For all to see

Concentration camp in the neighbourhood

"We travel across wastelands that look like moon craters. Everywhere there are people working in prisoner suits. The whole of Germany is a concentration camp."

Concentration camp in the neighbourhood

The satellite camps at Porta Westfalica were built into villages or small towns. In Barkhausen, Neesen and Lerbeck in particular, the camps and their inmates were visible to all residents in the local area each and every day. Although even the women’s camp on Frettholzweg in Hausberge was built away from the centre of the village, there were still some houses and farms within sight of the camp fence and the barracks. The sites where the prisoners were subjected to forced labour, when not underground, were often visible from the outside world. Following the bomb attacks of Minden in December 1944, prisoners from the satellite camps were ordered to clear the rubble on Bäckerstraße.

Witnesses and survivors tell of different reactions of the local residents. Although outright assaults such as stones being thrown at passing groups of prisoners were the exception, accounts often describe a sense of indifference as well as a certain familiarisation with people being imprisoned in the Nazi forced labour camps.

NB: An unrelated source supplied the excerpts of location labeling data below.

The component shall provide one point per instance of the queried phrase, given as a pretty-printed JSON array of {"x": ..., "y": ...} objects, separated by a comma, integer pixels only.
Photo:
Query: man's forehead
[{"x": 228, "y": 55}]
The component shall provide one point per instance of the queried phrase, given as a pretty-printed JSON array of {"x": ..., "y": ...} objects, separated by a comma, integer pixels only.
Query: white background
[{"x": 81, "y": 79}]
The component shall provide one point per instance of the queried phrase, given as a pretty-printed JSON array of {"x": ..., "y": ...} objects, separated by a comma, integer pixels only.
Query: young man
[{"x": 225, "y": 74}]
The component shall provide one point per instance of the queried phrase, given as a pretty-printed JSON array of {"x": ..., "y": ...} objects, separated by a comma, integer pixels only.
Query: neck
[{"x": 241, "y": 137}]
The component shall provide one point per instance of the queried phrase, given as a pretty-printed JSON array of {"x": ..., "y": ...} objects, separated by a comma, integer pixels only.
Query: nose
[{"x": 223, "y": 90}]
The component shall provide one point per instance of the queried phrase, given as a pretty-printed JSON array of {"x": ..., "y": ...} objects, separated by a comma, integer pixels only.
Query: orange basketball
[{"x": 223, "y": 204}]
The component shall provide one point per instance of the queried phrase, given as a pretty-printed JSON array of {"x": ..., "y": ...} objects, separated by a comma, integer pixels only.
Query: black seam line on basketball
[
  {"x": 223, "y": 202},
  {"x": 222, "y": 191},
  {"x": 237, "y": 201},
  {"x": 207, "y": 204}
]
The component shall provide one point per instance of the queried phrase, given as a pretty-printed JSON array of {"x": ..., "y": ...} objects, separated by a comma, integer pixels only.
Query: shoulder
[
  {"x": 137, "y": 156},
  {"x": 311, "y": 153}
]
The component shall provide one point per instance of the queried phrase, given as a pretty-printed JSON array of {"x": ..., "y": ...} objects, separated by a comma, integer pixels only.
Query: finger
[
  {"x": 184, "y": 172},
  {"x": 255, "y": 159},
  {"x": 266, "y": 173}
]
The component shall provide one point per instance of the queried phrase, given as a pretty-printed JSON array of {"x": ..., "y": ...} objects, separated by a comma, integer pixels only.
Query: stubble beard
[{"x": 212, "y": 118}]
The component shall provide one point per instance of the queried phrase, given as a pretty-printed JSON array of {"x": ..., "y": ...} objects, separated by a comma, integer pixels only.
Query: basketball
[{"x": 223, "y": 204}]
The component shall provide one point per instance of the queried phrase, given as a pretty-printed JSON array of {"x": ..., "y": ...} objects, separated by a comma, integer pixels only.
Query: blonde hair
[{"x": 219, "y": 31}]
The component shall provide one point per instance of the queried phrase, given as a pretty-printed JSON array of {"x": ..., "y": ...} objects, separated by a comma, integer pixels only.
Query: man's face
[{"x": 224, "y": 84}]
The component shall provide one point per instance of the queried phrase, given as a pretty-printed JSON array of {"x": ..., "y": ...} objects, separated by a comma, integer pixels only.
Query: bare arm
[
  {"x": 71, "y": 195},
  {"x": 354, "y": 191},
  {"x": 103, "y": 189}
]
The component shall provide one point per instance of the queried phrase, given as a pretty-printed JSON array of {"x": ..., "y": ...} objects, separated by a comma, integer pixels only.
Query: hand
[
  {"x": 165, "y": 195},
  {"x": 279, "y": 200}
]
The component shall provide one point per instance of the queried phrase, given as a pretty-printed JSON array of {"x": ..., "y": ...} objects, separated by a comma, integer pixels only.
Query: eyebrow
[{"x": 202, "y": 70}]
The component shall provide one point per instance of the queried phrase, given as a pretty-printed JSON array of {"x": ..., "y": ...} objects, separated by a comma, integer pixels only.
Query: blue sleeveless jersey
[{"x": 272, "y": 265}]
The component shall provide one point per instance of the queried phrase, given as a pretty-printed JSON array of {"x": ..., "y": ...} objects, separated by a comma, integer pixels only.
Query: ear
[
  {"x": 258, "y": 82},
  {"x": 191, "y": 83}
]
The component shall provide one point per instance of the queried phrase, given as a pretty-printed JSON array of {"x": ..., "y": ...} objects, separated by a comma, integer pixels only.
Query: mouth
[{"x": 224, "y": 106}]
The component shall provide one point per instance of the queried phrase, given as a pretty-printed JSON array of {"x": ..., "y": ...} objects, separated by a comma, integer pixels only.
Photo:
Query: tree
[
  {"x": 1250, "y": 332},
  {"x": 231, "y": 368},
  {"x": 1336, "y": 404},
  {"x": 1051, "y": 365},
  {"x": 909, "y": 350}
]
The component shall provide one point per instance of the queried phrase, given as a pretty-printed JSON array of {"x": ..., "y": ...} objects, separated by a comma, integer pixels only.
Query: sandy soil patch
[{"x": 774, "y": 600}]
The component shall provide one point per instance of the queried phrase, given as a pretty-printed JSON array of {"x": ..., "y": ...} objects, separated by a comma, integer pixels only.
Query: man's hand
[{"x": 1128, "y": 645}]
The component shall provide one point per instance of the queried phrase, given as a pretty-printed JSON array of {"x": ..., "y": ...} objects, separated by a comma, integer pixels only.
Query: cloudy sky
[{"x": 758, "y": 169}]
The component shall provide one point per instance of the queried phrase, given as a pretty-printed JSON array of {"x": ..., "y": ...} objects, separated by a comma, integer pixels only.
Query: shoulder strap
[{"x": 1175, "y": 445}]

The closest contact with the local residents would take place on the construction sites where the prisoners were forced to do labour. Here, it was mostly civilian supervisors who prodded the groups of prisoners to work.

There are only a few documented cases where the civilian population showed any compassion. Occasionally, people would hide food on the prisoners’ route to work or share their own meals on the construction sites when not being observed.